Les marchés boursiers ont de nouveau plongé ce jeudi pour perdre 12,28% en clôture à 4.044 points sur le CAC40, soit la pire chute de l'indice depuis sa création en 1987. A l'issue d'une 6e séance consécutive dans le rouge, la baisse atteint désormais quasiment 35% depuis les récents pics atteints le mois dernier par le marché.
Ailleurs, la bourse de Milan chute de 16,6%, suivi de Madrid qui perd près de 15%, Bruxelles recule de 13,5% et Francfort de 12%. Londres abandonne 11% et Amsterdam 10,75%.
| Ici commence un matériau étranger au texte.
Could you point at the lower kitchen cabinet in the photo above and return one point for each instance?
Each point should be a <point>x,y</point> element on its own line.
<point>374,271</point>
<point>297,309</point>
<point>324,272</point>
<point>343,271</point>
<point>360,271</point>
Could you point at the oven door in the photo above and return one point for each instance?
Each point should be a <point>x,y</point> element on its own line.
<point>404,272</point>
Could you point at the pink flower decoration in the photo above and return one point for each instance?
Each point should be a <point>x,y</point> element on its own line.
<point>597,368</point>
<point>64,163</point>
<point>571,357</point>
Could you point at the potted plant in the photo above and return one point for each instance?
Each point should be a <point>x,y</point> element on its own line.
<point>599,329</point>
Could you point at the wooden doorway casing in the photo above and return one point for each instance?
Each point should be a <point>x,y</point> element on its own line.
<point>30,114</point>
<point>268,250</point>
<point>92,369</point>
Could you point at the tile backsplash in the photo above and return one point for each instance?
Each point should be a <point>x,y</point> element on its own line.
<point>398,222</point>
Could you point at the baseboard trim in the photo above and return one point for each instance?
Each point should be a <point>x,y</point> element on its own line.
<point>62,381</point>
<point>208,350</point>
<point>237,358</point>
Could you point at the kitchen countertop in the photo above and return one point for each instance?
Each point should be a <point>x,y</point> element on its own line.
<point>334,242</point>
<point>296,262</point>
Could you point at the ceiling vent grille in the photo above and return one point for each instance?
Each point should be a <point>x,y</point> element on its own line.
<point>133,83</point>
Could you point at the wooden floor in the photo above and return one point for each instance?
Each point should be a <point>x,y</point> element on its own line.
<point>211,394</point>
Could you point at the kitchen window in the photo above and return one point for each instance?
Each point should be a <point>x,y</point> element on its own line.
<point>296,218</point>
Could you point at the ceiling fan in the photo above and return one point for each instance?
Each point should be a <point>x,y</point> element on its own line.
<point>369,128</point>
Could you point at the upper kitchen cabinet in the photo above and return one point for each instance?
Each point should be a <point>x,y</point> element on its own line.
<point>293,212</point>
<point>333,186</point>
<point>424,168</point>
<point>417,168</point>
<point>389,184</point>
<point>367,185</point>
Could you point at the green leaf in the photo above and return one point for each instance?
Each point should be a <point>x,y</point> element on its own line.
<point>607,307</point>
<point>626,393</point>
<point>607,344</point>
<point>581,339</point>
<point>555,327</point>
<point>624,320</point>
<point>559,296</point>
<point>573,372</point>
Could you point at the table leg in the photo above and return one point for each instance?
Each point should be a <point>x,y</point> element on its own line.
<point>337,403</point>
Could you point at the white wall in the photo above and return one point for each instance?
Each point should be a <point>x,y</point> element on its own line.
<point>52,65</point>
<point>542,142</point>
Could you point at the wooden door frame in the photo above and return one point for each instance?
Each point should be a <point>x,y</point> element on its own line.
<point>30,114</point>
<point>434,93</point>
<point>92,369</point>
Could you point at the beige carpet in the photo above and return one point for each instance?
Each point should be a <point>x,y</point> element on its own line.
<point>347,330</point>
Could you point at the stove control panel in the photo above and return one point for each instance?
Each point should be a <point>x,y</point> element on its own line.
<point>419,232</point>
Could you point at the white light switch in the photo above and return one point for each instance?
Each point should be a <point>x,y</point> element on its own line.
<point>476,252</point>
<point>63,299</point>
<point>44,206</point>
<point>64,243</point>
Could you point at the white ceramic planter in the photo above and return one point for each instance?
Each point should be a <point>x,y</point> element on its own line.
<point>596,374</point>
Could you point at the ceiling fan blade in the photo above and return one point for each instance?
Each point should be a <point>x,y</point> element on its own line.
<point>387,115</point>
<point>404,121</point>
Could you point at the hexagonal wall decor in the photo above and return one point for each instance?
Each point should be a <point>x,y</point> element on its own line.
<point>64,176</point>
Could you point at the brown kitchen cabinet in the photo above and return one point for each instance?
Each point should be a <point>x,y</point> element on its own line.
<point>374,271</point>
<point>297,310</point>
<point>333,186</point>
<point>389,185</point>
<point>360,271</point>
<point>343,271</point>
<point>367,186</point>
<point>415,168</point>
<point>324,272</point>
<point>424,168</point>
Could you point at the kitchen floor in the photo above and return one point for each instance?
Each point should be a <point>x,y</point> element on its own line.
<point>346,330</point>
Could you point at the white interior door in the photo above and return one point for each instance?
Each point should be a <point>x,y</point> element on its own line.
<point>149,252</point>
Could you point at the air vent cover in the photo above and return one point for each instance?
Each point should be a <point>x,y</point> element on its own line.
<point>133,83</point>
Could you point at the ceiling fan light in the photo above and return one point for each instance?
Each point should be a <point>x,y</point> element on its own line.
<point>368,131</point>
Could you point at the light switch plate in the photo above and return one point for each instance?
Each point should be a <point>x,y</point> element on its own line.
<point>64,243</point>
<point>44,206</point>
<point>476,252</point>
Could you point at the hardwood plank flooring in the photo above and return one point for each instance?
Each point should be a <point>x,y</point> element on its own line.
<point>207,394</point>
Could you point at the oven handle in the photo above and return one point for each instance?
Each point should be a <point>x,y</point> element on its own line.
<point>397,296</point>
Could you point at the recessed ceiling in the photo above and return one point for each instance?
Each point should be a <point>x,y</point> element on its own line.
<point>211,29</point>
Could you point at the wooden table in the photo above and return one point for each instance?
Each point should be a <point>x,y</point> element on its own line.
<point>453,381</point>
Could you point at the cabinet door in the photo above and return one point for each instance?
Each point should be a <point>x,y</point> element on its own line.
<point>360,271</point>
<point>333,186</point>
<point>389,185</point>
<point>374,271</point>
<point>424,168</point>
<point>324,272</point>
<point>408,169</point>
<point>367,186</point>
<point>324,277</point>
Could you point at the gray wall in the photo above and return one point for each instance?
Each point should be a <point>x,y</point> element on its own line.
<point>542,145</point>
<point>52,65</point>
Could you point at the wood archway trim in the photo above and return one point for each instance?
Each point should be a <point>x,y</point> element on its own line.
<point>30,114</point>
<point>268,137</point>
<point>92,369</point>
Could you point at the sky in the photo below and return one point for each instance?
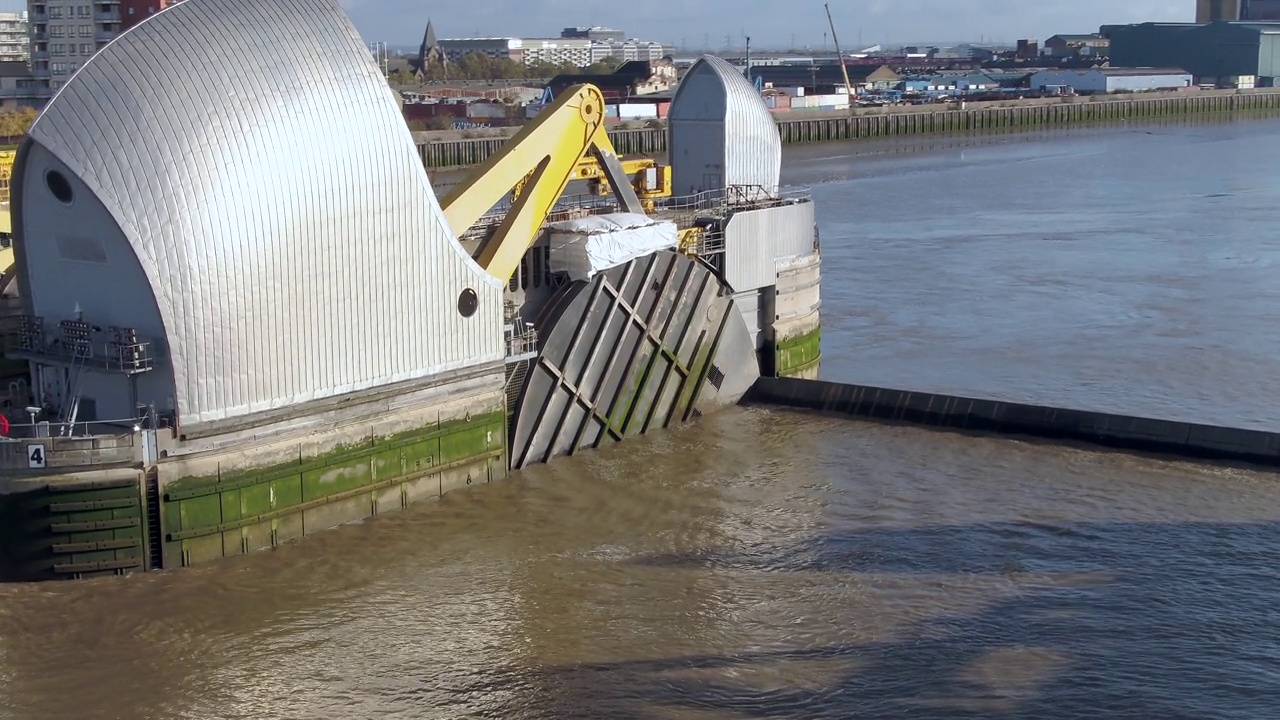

Wall Street cédait aussi à la panique, le DJIA chutant lui aussi de 8%. Les marchés demeurent plus que jamais tétanisés par les craintes relatives à la propagation rapide du coronavirus dans le monde et par son fort impact économique. La décision de Donald Trump d'interdire les voyages en provenance des 26 pays européens de l'espace Schengen pour 30 jours a fini de casser le moral des intervenants. L'intervention de la BCE ce jour n'a aucunement rassuré le marché... bien au contraire !

ECO ET DEVISES

Donald Trump a donc suspendu les voyages en provenance des 26 pays européens de l'espace Schengen pour 30 jours, à compter de vendredi minuit... Le décret suspend l'entrée sur le territoire américain d'étrangers s'étant rendus dans des pays de l'espace Schengen lors des 14 jours précédant la date de leur arrivée aux USA. Ces mesures ne concernent toutefois pas le Royaume-Uni, ni les ressortissants américains.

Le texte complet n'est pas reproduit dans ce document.